Setting up and administering the visit sequence metadata database#
Introduction#
This page documents the procedure followed to create the visit sequence archive metadata database. It does not provide instructions that are expected to be repeated again, but are rather intended as documentation of provenance of the database. The code blocks listed here were exported from a jupyter notebook used for the initial setup.

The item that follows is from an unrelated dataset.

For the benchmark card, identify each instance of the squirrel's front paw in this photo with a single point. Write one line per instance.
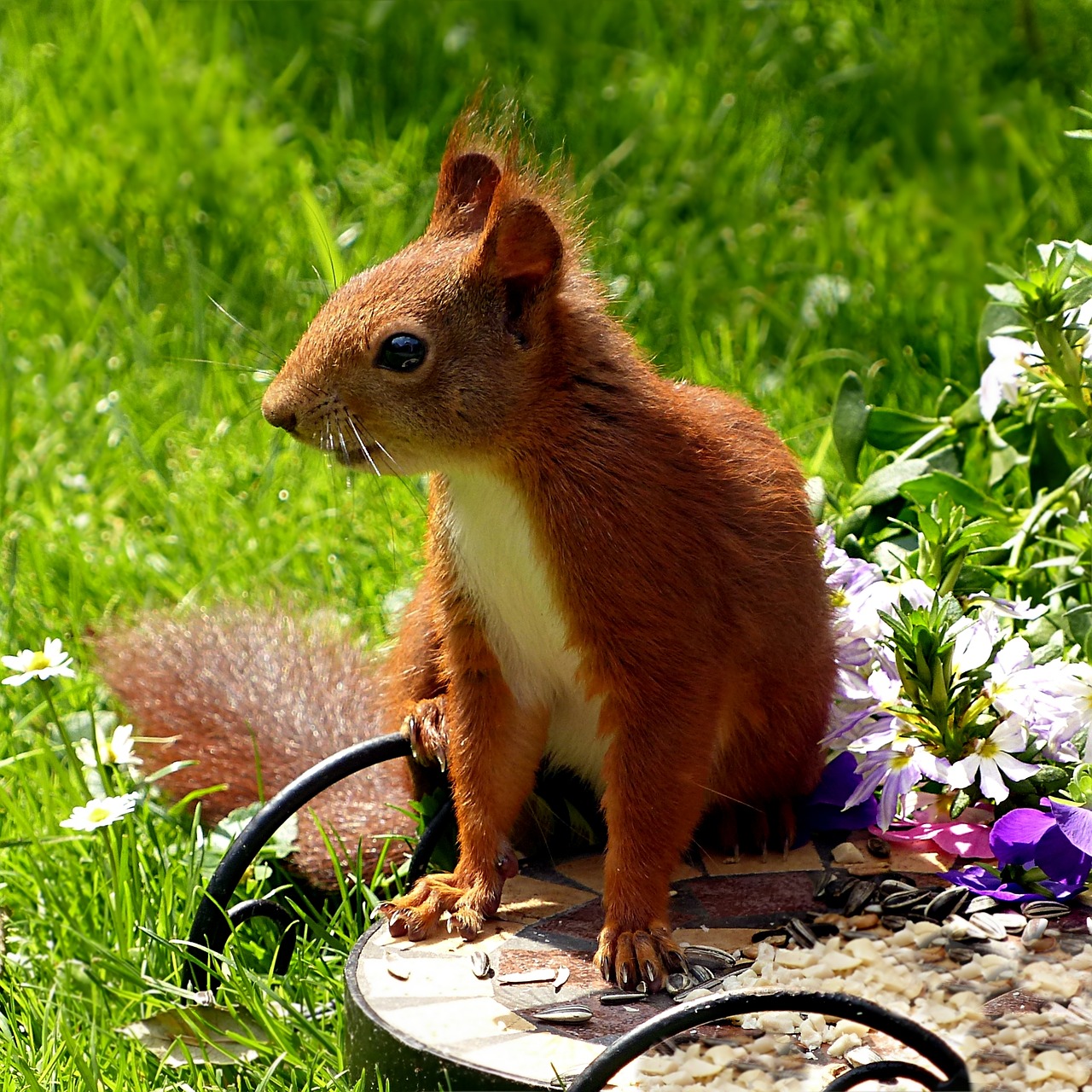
(427, 733)
(629, 956)
(416, 913)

Setting up the python kernel#
The setup of the database began by importing necessary python modules:
from pathlib import Path
from psycopg2 import sql
from rubin_sim.sim_archive import vseqarchive
Look at what’s in the database#
I then checked what schema are already there:
%%bash
psql --host 134.79.23.205 --username rubin --command "\dn" opsim_log
List of schemas
Name | Owner
--------+-------------------
public | pg_database_owner
(1 row)
Note the host used for the database may have changed since the initial setup: the current IP address for the database may be different.
Create a test schema#
Create an interface to the visit sequence archive metadata database.
Start by setting connection parameters to a user and host with permissions.
The opsim_log database and rubin user are those set up by the SLAC computing administrators, not by anyone on the scheduling team.
metadata_db_kwargs = {
'database': 'opsim_log',
'host': '134.79.23.205',
'user': 'rubin'
}
Make an instance of the interface.
Set the schema to test, because (for safety reasons) the interface only allows creation of schema with test in the name.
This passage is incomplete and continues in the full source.